Air pollution, emissions regulations, and long-term changes in regional forest biogeochemistry

Background/Question/Methods

In the early 1990s, emissions regulations were developed in the U.S. to address widespread concerns about the ecological impacts of two forms of atmospheric pollution: acid deposition (principally H₂SO₄) and nitrogen (N) deposition. These regulations caused sustained reductions in acid deposition and stopped growth in N deposition, with N deposition levels remained relatively constant. However, there are few studies that have assessed the ecological consequences of these emissions regulations. In terrestrial systems, H₂SO₄ deposition increases S availability and mobilizes both Al and Ca from the soil. For plants, high concentrations of Al are toxic and increased mobilization of Al leads to increased uptake. Although Ca is an essential nutrient and increased mobilization can cause greater plant uptake, mobilization ultimately leads to the loss of this essential nutrient from ecosystems.
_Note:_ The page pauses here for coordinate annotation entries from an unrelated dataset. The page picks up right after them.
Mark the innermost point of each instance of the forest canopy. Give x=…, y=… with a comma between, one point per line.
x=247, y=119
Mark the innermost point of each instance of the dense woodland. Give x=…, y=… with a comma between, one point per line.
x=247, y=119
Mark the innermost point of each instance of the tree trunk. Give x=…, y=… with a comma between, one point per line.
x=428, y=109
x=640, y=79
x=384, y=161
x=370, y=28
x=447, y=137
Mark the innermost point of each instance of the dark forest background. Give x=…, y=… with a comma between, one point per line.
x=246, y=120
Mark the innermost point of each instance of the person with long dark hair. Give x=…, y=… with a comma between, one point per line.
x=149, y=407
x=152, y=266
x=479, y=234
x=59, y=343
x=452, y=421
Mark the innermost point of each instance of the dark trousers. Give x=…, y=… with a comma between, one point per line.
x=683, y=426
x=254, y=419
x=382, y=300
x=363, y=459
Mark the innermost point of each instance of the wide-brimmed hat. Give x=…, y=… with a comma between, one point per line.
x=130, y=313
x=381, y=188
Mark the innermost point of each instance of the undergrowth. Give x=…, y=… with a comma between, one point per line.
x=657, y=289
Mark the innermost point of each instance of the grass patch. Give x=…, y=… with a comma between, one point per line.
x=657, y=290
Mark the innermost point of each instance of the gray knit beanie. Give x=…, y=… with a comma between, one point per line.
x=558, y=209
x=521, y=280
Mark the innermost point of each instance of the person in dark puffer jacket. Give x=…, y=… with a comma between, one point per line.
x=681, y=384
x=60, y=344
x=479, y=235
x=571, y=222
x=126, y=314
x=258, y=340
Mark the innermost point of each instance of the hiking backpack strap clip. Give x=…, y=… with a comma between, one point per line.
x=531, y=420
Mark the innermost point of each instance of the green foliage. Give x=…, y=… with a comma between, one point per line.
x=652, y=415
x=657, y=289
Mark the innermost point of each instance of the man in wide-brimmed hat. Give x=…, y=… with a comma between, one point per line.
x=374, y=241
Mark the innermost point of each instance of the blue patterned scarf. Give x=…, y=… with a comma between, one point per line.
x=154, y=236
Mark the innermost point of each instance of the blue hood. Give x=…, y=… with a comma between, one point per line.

Nitrogen deposition is hypothesized to increase N availability, with potential impacts on forest growth and water quality. Here we use two decades of measurements from forest sites spread across 500 km in the north-central U.S. to show that acid deposition impacts on S, Ca, and Al chemistry have mirrored reductions in emissions, while the persistent levels of N deposition have caused clear increases in the availability of N.

Results/Conclusions

Beginning in the early 1990s, foliar concentrations of both Ca and Al have declined at each of the four study sites. These changes are evidence of declining Ca and Al mobility in the soil. Declines in foliar concentrations of sulfur (S) have also been observed at three of the four study sites. Cumulatively, this is strong evidence that emissions regulations have significantly reduced the burden of S-dominated acid deposition on these forests. Conversely, several metrics of N cycling have shown changes consistent with steady increases in N availability. Foliar N concentrations in have significantly increased at two sites, while foliar d¹⁵N, a metric of N availability, has increased at the three sites with the highest levels of N deposition. Most convincingly, leaching losses of N have increased at all four study sites, with the largest increases at the sites with the largest levels of N deposition. This suggests that although N deposition has not increased, the accumulation of this N has led to increasing impacts on terrestrial N cycling.